# new puzzle

• Oct 8th 2007, 07:42 PM
samsum
new puzzle
You are equipped with two 2's, three 3's, and the ability to combine them using addition, subtraction, multiplication, division, and exponentiation.

Create all of the integers from 37 to 67 (inclusive).

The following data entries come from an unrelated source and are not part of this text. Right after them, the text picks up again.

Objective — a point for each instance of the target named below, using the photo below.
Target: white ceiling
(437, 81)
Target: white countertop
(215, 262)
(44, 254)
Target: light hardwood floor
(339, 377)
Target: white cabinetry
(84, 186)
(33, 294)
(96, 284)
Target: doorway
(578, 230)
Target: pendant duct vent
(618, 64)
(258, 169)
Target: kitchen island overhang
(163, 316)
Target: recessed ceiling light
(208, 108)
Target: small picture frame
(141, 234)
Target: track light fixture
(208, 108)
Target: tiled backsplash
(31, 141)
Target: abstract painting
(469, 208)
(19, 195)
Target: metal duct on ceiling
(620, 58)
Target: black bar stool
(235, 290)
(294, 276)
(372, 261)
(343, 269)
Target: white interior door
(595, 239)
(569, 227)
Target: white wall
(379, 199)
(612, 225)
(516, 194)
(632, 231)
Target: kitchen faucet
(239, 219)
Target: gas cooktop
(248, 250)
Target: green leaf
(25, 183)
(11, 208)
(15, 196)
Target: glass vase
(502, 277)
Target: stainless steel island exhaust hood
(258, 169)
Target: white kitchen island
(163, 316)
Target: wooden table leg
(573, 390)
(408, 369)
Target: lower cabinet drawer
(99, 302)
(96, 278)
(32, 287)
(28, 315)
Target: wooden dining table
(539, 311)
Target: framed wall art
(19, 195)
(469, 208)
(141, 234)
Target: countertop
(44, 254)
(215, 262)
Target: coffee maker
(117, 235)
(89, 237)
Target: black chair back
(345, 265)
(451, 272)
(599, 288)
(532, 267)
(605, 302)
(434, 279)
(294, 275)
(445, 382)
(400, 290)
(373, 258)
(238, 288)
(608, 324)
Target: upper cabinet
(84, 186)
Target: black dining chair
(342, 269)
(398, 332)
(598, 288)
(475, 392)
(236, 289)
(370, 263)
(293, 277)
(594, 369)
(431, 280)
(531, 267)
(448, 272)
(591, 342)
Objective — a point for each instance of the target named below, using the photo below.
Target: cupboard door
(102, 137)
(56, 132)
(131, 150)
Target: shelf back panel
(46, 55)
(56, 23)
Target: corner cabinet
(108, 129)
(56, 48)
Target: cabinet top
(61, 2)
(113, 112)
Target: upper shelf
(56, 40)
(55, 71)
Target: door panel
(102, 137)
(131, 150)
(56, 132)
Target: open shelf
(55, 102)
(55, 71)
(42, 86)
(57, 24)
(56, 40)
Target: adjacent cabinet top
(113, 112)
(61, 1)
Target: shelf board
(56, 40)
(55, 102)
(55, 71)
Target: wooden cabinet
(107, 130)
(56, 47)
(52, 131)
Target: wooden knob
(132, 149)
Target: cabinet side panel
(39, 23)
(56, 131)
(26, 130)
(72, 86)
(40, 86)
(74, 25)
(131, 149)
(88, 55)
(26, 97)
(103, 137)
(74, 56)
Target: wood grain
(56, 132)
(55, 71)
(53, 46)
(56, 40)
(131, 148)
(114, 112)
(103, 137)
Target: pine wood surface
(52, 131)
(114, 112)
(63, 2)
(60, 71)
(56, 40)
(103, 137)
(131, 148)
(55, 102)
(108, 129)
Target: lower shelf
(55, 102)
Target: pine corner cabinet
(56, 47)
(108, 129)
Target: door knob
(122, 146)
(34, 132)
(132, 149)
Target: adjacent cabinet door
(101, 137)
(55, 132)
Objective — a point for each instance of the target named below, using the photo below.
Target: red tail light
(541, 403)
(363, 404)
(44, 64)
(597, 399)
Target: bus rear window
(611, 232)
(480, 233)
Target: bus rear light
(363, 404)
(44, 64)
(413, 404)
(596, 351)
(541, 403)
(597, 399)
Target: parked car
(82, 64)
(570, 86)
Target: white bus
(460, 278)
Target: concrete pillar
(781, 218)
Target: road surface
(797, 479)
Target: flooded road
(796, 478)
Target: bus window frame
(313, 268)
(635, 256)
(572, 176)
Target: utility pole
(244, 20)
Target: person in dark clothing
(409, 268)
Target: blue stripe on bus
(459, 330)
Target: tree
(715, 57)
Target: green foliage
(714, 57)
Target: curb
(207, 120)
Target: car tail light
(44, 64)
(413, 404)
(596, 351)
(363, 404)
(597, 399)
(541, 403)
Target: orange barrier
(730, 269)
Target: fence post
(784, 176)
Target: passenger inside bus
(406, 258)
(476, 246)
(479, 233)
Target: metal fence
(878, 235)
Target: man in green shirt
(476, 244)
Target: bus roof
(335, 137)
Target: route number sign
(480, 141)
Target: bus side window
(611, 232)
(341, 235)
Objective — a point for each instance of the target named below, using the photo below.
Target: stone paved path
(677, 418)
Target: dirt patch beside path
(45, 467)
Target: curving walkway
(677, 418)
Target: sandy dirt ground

You may use any number of parentheses to control the order of operations and need not use all five numbers each time.

For example: 11 = 2^3 + 3
where 2^3 means 2 to the 3rd power
• Oct 10th 2007, 04:10 PM
Soroban
Hello,samsum!

This wasn't too bad . . .

Quote:

You are equipped with two 2's, three 3's, and the ability to combine them
using addition, subtraction, multiplication, division, and exponentiation.

Create all of the integers from 37 to 67 (inclusive).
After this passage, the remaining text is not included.